June 28, 2015
June 28, 2015
Nestled in mountains above Rio are favelas — slums that exist outside of Brazilian law, populated by residents who can barely scrape by. In an atmosphere of fun and luxury — it is the marvelous city, afterall — favelas are a reminder of a political and social system ridden with corruption and indifference.
Tour guides are quick to point out that favelas have an undeserved bad reputation. People living in favelas are often honest, hard-working cariocas — housecleaners, waiters and beach vendors. They say only 0.5% of the population is involved in the drug trade, and roughly 20% of Rio’s population lives in one of the city’s over 700 favelas.
When violence does occur, it’s usually aimed at police — who enter the favelas in an attempt to arrest the drug lords — or between gangs. Drug gangs are the de facto authorities in favelas, compared to the state police who patrol the rest of Rio. If you steal from someone, you may get your hand broken — so there’s not a lot of stealing by regular folks.
Favela tours, along with disaster tours, are known as dark tours in the industry. It’s true that Favela tours walk the line between exploitation and raising awareness of a socially marginalized group. Those who believe tourism benefits favelas usually cite the following reasons:
At RealRio, we offer a tour of Rocinha, the largest favela in Rio. We started offering the tour after long discussions with a guide who is born and raised in Rocinha, and who is passionate about educating locals and foreigners.
Our Rocinha tour is carefully planned, with precautions to keep our guests safe, while benefiting the community by visiting a popular local market and capoeira school.
We strongly believe this tour is positive for the Rocinha community and our guests. Our staff regularly speaks with Rocinha residents and guides to keep our favela tour safe and community-oriented.
Over the last ten years, people we’ve spoke to feel that favelas are slowly becoming more integrated into Rio. Locals are beginning to stop ignoring their favela neighbors as outsiders are paying more attention.
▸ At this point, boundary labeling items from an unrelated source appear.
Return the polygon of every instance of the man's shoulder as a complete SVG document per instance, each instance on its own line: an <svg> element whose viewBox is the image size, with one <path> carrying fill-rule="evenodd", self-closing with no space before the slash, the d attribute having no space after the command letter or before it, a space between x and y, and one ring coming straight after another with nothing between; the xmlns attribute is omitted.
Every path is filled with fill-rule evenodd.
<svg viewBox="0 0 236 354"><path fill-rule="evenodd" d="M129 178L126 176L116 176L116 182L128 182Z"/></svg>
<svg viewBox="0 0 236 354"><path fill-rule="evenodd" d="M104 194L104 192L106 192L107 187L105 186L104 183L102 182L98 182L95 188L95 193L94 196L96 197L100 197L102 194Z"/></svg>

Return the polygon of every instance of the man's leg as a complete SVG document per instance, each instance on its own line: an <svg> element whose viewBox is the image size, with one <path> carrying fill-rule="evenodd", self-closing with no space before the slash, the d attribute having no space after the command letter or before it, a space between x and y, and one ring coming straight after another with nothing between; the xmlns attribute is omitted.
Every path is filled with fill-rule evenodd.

Most notably, there was the Haas&Hahn Kickstarter project that raised $116,655 in 2013. Haas&Hahn’s favela painting project that resulted in worldwide press. For many non-Brazilians, this was the first time they had seen or heard of a favela.
In reality, favelas are not as intimidating as they seem at first glance. The rest of Rio is catching on, and we’re optimistic about what’s to come.